I have a plan for adapting FATE to handle this. It may seem a little (or a lot) crazy, but hear me out.

At first, I am only thinking about perceptual audio codecs. This will include Vorbis, MP3, AAC, WMA, QDesign, Real-cook, Real-28_8, and a bunch of others I am forgetting at the moment.

The big idea is to store reference decoded waves and then, for each perceptual audio decoding test, decode the file and compare the wave to its reference wave; fail the test if the difference of any of the PCM points is greater than 1.

How to perform the comparison? I have a few ideas:

  • Craft a default Python algorithm that painstakingly unpacks each byte from both waves, iterates along each, and calculates the absolute value at each sample.
  • Allow for a FATE installation to call out to a more efficient helper program, one preferably written using SIMD instructions that could read 16 bytes at a time from each wave, and perform absolute value calculations in parallel. I’m thinking a parallel subtract, followed by a parallel absolute value, followed by a bitwise AND should reveal if any of the 16 bytes is outside of tolerance.
  • Any other tricks would be appreciated, especially regarding the default algorithm. Are there any special numerical tricks for determining the information I need from 4 bytes in parallel, packed in a 32-bit integer, without SIMD?

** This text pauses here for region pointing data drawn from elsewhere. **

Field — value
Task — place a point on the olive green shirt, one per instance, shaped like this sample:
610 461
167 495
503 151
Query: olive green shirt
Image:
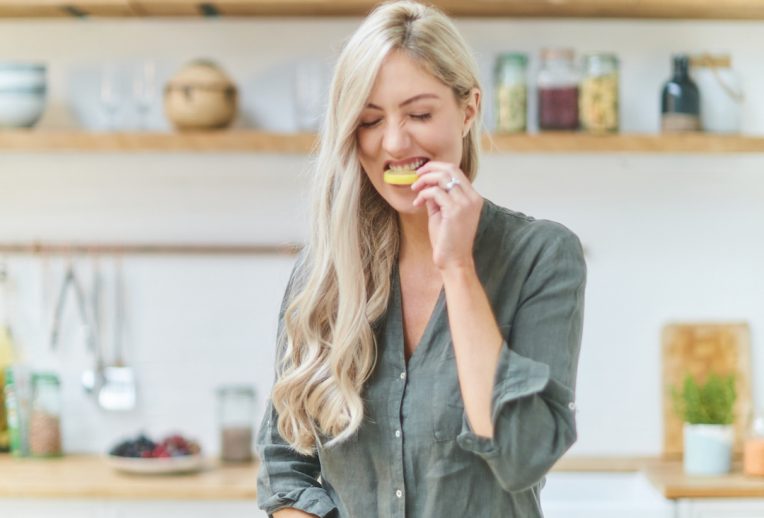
415 454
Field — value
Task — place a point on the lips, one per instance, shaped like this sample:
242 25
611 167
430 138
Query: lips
409 164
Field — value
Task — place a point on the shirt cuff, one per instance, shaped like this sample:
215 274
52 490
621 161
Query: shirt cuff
516 377
313 500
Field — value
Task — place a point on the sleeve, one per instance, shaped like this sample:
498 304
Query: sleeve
533 409
286 478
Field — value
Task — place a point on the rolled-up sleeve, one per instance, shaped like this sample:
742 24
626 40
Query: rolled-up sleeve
287 478
533 409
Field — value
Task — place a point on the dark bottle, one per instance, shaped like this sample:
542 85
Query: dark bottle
680 99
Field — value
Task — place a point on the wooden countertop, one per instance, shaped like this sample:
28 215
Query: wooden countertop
669 479
89 476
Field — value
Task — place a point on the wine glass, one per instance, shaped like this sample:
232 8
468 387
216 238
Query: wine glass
144 90
110 93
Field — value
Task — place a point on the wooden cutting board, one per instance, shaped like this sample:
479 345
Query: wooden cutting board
699 349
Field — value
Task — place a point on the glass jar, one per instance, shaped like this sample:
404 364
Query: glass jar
598 96
721 93
45 415
557 83
511 78
236 415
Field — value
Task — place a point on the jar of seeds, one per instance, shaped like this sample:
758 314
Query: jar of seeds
236 415
45 416
598 96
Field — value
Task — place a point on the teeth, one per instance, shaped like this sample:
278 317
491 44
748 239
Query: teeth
407 167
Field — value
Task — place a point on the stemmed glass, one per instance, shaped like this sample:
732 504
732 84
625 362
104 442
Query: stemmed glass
110 93
144 90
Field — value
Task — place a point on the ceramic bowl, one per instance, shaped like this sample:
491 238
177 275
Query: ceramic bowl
23 92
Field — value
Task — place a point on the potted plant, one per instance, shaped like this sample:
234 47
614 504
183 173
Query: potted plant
706 409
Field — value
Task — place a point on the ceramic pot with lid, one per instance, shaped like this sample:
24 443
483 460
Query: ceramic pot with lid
200 96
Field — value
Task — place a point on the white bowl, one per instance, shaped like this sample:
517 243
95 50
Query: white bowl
15 75
23 92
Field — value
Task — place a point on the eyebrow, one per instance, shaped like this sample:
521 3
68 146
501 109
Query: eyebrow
407 101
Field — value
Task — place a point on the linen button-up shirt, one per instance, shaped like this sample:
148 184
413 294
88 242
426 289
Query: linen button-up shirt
415 454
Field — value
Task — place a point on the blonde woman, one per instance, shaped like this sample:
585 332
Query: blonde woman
429 338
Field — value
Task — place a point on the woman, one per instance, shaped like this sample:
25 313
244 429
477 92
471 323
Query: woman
429 338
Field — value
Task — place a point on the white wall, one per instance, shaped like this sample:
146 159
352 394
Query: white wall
668 237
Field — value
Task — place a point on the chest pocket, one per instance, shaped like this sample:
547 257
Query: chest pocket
447 409
447 403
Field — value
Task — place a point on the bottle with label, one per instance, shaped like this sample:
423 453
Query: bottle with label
557 83
236 415
7 357
511 84
680 100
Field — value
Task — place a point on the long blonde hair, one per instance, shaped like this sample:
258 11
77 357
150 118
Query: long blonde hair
341 283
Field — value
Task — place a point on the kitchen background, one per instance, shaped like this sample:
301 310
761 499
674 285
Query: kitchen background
668 237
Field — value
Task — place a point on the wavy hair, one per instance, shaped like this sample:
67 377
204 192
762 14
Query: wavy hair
341 282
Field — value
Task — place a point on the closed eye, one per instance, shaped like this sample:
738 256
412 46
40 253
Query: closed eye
369 124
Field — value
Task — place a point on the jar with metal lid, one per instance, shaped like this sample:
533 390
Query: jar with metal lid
557 83
598 96
45 416
236 414
511 78
721 93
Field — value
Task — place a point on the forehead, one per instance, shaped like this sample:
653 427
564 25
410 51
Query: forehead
401 77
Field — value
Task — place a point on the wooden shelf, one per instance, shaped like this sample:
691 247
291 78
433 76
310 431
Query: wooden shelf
666 9
301 143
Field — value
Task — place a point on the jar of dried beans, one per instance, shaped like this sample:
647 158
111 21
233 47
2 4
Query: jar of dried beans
236 414
45 415
557 83
598 98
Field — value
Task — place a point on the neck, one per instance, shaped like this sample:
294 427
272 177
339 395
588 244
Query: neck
415 239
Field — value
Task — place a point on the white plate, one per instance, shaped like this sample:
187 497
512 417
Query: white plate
160 466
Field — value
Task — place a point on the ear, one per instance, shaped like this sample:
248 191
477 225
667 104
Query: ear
471 109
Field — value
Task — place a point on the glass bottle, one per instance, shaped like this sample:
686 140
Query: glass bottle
680 99
753 449
557 83
236 414
510 76
598 98
45 415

This has the potential to be big, sample-wise. It occurred to me to use FLAC to mitigate storage problems. My first impulse was to store the reference waves as FLAC files in a FATE installation’s sample suite. They would be decoded as needed during a build/test cycle. Decoding FLAC is reasonably fast, after all. However, the more I think about it, I think that part is a silly solution. As a compromise, I may store the reference waves as FLAC in the central MPlayerhq.hu FATE suite archive in order to mitigate storage and transfer requirements. It will also be time to create a small, standard syncing script that performs both the samples rsync and decompresses any new FLAC wave references in the archive.

All of this is highly speculative at this point. I don’t know how much storage these hypothetical reference waves are going to require. And I don’t know how long it’s going to take in practice to perform all the comparisons. And of course, I don’t know if the +/- 1 tolerance idea will hold up. Although cursory tests have been positive.

I know it’s a mathematically “impure” solution. But we need something and I wanted to get this possibly workable idea out.

Asking The Right Question

Considering the amount of time and effort I put into developing the entire FATE system, you might be surprised to learn that I would not be at all averse to replacing FATE wholesale with something that worked better. I did research at the outset to see what kind of software systems were out there that would suit our needs and solve all of the problems that I had in mind. But I couldn’t find much useful stuff. To be honest, I wasn’t entirely sure what I was looking for.

In order to find the correct answer, though, it helps immensely to know the right question. Through a series of coincidences, I wound up at the Wikipedia page for continuous integration and realized that this is the category of software that FATE falls into. The Wikipedia page lists many systems that are used along the same lines as FATE.

BuildBot is an interesting one and a system that I think I have seen before. Python-based, good. Example report pages are well-organized, but not as concise as I think they could be (but perhaps it’s configurable). However, I tend to think that there are few continuous integration systems that meet a particular requirement I have, namely that the master server needs to be able to run on PHP since that’s what my web provider offers (Python-CGI, too, as long as I don’t need to talk to a MySQL database).